O presidente da Câmara deu o exemplo da preparação de candidaturas em áreas como a rede de água e o espaço público, explicando que um município com poucos engenheiros e arquitectos não consegue preparar vários projectos em simultâneo sem saber se haverá financiamento disponível.
A pressão aumenta quando os prazos dos avisos são reduzidos. "Neste momento nós estamos a fazer dois ou três projectos", afirmou, dando conta de candidaturas com prazos a terminar no próprio dia ou na semana seguinte.
Olavo Câmara criticou também a complexidade dos processos de candidatura, relatando situações em que, depois da submissão, são identificadas numerosas falhas ou elementos em falta. Para um município com recursos limitados, esse processo representa um esforço adicional significativo.
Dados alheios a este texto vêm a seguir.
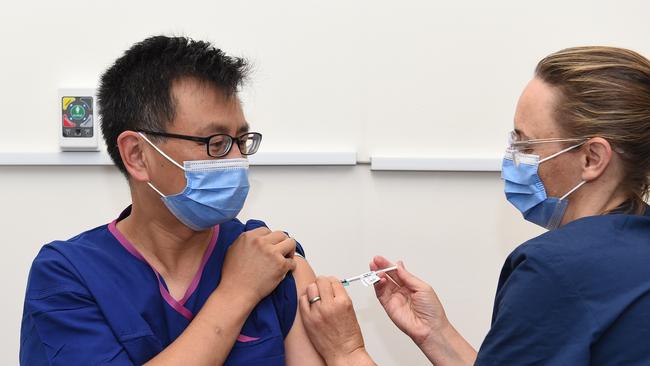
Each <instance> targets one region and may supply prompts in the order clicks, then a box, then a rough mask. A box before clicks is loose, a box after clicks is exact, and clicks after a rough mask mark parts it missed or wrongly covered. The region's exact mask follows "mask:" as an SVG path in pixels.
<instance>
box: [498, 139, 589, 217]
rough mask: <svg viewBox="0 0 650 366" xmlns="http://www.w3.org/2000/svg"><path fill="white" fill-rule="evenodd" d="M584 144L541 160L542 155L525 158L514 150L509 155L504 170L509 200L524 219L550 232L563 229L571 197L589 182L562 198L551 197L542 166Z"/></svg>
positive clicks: (504, 164) (505, 160) (530, 155)
mask: <svg viewBox="0 0 650 366" xmlns="http://www.w3.org/2000/svg"><path fill="white" fill-rule="evenodd" d="M582 144H583V143H580V144H577V145H573V146H571V147H568V148H566V149H564V150H562V151H559V152H557V153H555V154H553V155H551V156H549V157H546V158H544V159H541V160H540V159H539V156H538V155H532V154H522V153H519V152H517V151H514V150H508V151H507V152H506V154H505V156H504V158H503V163H502V164H503V165H502V167H501V178H502V179H503V180H504V181H505V193H506V198H507V199H508V201H509V202H510V203H512V204H513V205H514V206H515V207H516V208H517V209H518V210H519V211H520V212H521V213H522V214H523V216H524V219H526V220H527V221H530V222H532V223H535V224H537V225H539V226H542V227H544V228H546V229H548V230H553V229H555V228H557V227H559V226H560V223H561V222H562V218H563V217H564V213H565V212H566V208H567V207H568V205H569V200H568V199H567V197H569V195H570V194H571V193H573V192H575V191H576V190H577V189H578V188H580V187H581V186H582V185H583V184H585V183H586V181H582V182H580V183H579V184H578V185H577V186H575V187H574V188H573V189H571V190H570V191H569V192H567V193H566V194H565V195H564V196H562V197H560V198H557V197H548V196H547V195H546V189H545V188H544V183H542V180H541V179H540V177H539V175H538V170H539V164H541V163H543V162H545V161H548V160H550V159H553V158H554V157H556V156H558V155H560V154H563V153H565V152H567V151H569V150H572V149H575V148H577V147H579V146H581V145H582Z"/></svg>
O autarca questionou ainda a capacidade dos municípios para competirem com entidades públicas de maior dimensão, que dispõem de estruturas técnicas próprias para preparar candidaturas e acompanhar a execução dos projectos.
"Como é que eu posso, enquanto município, concorrer com entidades (...) que têm estruturas próprias para fazer a avaliação da candidatura, os estudos e tudo o que é necessário para andar com os projectos?", questionou.
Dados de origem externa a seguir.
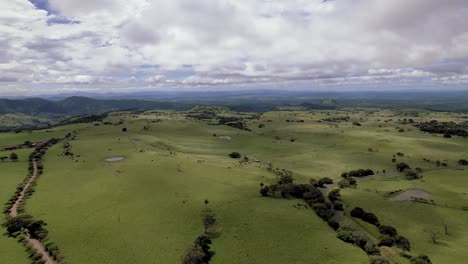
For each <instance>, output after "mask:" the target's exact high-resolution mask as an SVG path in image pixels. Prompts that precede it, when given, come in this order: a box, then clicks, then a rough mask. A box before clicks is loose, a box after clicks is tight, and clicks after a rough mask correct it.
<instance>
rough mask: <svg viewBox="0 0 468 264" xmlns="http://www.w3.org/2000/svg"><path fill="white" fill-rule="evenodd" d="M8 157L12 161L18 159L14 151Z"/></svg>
mask: <svg viewBox="0 0 468 264" xmlns="http://www.w3.org/2000/svg"><path fill="white" fill-rule="evenodd" d="M10 159H11V160H12V161H17V160H18V154H16V153H14V152H13V153H11V154H10Z"/></svg>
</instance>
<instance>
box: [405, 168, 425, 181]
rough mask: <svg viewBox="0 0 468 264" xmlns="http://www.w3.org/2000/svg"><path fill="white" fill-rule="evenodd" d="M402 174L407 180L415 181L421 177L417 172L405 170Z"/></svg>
mask: <svg viewBox="0 0 468 264" xmlns="http://www.w3.org/2000/svg"><path fill="white" fill-rule="evenodd" d="M404 173H405V178H406V179H407V180H417V179H420V178H421V176H420V175H419V174H418V173H417V172H415V171H413V170H410V169H406V170H405V171H404Z"/></svg>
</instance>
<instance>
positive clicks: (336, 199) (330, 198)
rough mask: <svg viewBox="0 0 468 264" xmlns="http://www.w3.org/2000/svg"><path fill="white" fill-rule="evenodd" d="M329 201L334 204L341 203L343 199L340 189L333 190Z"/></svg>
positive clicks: (335, 189) (329, 196)
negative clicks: (337, 201) (339, 201)
mask: <svg viewBox="0 0 468 264" xmlns="http://www.w3.org/2000/svg"><path fill="white" fill-rule="evenodd" d="M328 199H330V201H332V202H335V201H339V200H340V199H341V195H340V189H335V190H331V191H330V192H329V193H328Z"/></svg>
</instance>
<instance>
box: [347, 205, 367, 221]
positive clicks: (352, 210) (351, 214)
mask: <svg viewBox="0 0 468 264" xmlns="http://www.w3.org/2000/svg"><path fill="white" fill-rule="evenodd" d="M365 213H366V212H365V211H364V210H363V209H362V208H360V207H354V208H353V210H351V216H352V217H355V218H362V217H363V216H364V214H365Z"/></svg>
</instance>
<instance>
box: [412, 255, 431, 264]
mask: <svg viewBox="0 0 468 264" xmlns="http://www.w3.org/2000/svg"><path fill="white" fill-rule="evenodd" d="M411 264H432V262H431V260H430V259H429V257H428V256H426V255H419V256H416V257H412V258H411Z"/></svg>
Para Olavo Câmara, é necessário rever este modelo e garantir maior equilíbrio no acesso aos fundos, tendo em conta as diferenças de dimensão e capacidade técnica entre as entidades candidatas.
"Não estamos num jogo aberto, estamos a jogar com uma equipa que joga a três", afirmou, numa imagem que utilizou para ilustrar a desigualdade de condições entre os municípios e outras entidades com maior capacidade técnica e administrativa.
O autarca do Porto Moniz defendeu, por isso, que a discussão sobre os fundos europeus deve partir também da realidade concreta dos municípios madeirenses, garantindo maior previsibilidade, mais equidade e mecanismos que permitam aos municípios de menor dimensão competir em condições mais justas.